At the 2019 Tokyo Motor Show, the Nano Cellulose Vehicle (NCV) was unveiled as a highlight of the project.

CNFs made from wood, plants and recycled agricultural waste were employed across the body, including as the doors, roof, and bonnet, in addition to extensively in the car’s structural frame.

The Nano Cellulose Vehicle (NCV)
The Nano Cellulose Vehicle (NCV) unveiled at the 2019 Tokyo Motor Show. Photo courtesy of Carscoops

Negative legacy

“The biggest negative legacy of today’s cars is the amount of CO2 they emit,” says Professor Yuji Kageyama of Kanazawa Institute of Technology. “Weight saving is an extremely important factor that will contribute to its reduction. Something else that is required is for them to be carbon neutral. There are great expectations for CNFs as the answer to achieving both.”

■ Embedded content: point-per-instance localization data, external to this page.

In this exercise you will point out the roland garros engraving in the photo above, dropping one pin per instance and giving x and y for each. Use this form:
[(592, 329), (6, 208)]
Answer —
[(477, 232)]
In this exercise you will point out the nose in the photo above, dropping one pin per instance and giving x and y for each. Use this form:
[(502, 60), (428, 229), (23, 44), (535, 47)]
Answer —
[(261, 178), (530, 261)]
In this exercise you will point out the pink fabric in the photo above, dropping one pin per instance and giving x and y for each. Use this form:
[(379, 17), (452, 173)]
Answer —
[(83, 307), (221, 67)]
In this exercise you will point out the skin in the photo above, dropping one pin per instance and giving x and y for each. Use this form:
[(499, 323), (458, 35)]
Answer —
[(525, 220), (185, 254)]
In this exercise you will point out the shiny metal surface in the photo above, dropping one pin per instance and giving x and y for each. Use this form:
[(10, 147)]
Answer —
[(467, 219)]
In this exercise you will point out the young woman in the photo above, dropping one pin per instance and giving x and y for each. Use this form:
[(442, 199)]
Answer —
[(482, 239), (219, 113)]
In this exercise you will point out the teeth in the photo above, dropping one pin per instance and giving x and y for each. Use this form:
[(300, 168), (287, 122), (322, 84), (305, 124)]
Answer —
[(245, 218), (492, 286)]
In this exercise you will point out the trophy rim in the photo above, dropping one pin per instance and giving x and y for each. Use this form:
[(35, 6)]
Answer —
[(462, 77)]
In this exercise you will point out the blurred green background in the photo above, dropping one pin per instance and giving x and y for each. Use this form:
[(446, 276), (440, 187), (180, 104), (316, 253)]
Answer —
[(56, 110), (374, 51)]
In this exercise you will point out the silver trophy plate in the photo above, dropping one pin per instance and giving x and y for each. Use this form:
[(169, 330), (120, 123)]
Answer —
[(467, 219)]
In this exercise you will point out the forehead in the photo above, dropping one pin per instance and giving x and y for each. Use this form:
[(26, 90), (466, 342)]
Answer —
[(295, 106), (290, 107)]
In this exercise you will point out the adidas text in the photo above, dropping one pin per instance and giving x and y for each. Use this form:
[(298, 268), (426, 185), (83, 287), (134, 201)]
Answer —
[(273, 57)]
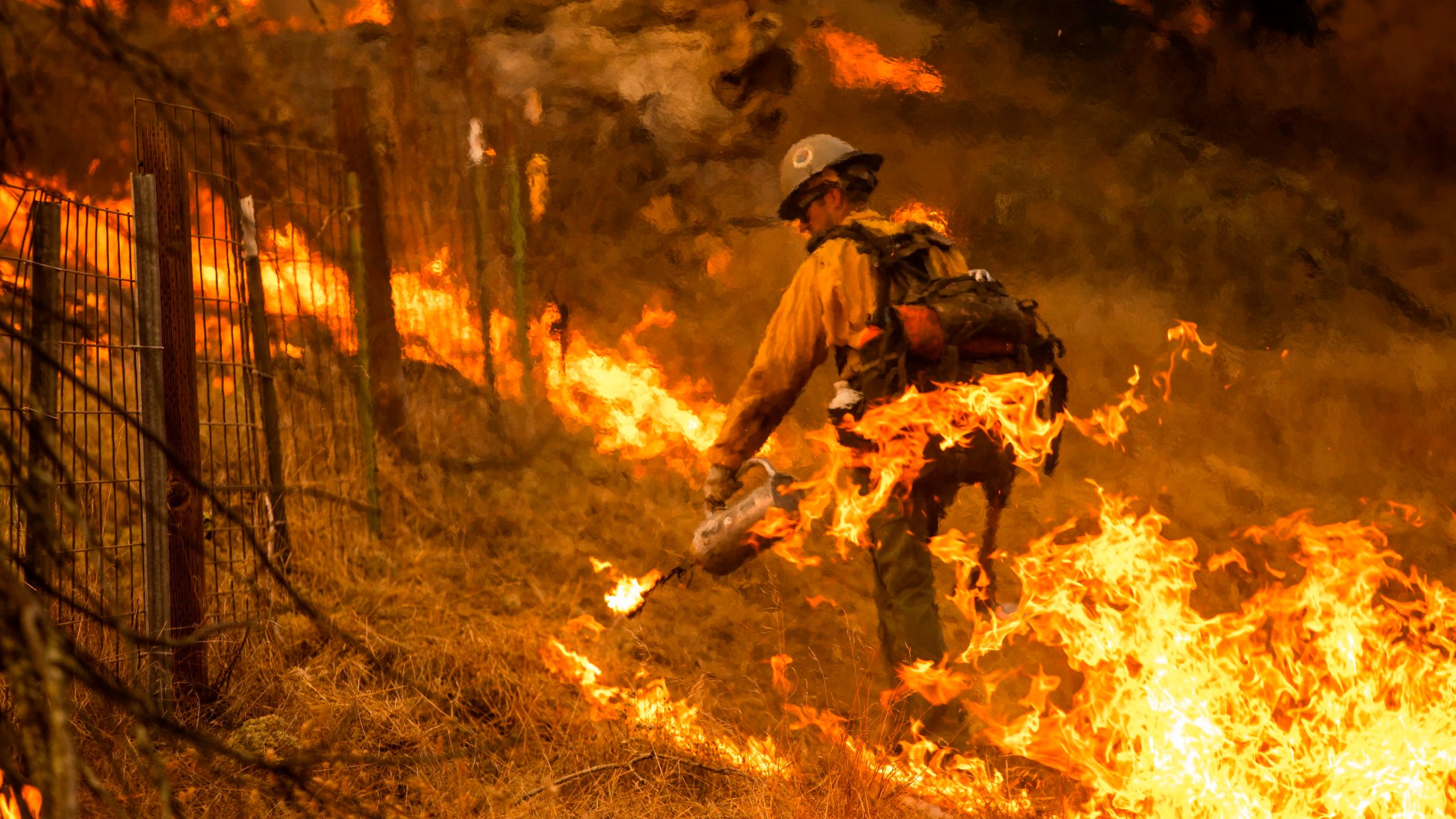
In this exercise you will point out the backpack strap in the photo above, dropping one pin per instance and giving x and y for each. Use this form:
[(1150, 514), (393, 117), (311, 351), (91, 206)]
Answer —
[(887, 254)]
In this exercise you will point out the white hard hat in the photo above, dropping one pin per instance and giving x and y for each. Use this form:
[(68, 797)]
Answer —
[(810, 156)]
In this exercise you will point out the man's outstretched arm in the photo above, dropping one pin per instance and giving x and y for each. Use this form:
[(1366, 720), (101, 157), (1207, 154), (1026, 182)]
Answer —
[(791, 349)]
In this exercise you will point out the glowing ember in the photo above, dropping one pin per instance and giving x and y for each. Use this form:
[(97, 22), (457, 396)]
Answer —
[(925, 214), (653, 709), (858, 63), (12, 808)]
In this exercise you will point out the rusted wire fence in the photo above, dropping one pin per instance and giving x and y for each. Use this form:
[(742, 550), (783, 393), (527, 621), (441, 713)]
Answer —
[(302, 222), (167, 392), (69, 291)]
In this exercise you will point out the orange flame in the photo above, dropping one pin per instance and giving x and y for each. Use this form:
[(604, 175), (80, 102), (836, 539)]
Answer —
[(627, 398), (370, 12), (781, 680), (536, 185), (508, 369), (11, 806), (935, 682), (631, 592), (1107, 423), (1001, 407), (1325, 697), (934, 218), (858, 63), (1187, 337), (653, 709)]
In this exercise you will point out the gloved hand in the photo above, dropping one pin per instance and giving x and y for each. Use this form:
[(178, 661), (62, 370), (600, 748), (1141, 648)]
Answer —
[(719, 486)]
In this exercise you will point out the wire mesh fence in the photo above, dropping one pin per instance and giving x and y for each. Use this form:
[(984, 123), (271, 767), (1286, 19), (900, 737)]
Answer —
[(302, 221), (84, 432), (230, 442), (75, 397)]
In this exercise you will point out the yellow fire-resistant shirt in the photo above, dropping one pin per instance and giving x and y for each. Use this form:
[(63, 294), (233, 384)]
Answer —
[(825, 308)]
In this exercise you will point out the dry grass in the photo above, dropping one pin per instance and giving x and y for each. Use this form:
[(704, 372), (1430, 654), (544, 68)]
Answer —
[(477, 569)]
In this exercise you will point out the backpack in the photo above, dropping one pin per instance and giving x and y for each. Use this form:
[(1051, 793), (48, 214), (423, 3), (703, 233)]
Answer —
[(928, 330)]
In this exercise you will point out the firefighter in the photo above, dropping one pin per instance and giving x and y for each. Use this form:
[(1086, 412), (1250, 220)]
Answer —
[(826, 184)]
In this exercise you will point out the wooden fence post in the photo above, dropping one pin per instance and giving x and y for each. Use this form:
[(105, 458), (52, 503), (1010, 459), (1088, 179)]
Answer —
[(267, 390), (154, 419), (385, 350), (513, 181), (43, 421), (366, 403), (479, 205), (160, 155)]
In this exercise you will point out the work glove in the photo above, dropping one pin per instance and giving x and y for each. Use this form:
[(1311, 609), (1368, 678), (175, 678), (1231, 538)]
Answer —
[(719, 486)]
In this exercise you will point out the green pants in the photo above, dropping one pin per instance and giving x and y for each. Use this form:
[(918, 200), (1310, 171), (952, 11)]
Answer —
[(905, 574), (905, 577)]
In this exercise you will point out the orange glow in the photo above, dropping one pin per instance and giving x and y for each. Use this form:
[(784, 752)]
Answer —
[(584, 623), (536, 185), (631, 592), (508, 369), (627, 398), (1187, 337), (935, 682), (1001, 407), (1107, 424), (1322, 697), (435, 318), (369, 12), (781, 680), (673, 721), (858, 63), (925, 214), (11, 808)]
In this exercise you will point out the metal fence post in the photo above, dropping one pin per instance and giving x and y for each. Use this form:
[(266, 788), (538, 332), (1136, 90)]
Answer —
[(154, 457), (385, 349), (263, 365), (160, 155), (43, 420), (479, 201), (366, 397), (513, 181)]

Using CNFs based on the nanotechnology developed around a decade ago at Kyoto University, the NCV partners are aiming to achieve an overall reduction in the weight of vehicles by 10%.

If this is achieved, it will reduce CO2 emissions by a total of 2,000kg per vehicle – from the production of the parts through the vehicle’s lifetime and disposal.

Using CNFs, the NCV partners are aiming to achieve an overall reduction in the weight
Using CNFs, the NCV partners are aiming to achieve an overall reduction in the weight of vehicles by 10%. Photo courtesy of Carscoops

Industrial scale

The race is now on to achieve industrial production and CNFs into a wide range of end-use markets, from automotive parts to household appliance bodies and even flexible display panels.

Japanese investors in CNF technology, including Asahi Kasei, Daio Paper, Nippon Paper and Oji Holdings, are now hoping to lower the cost per kg of CNFs to around the US$10 mark, through their commercial-scale production. Analysts have predicted that the market for CNFs will grow to 1 trillion yen (US$8.7 billion) by 2030.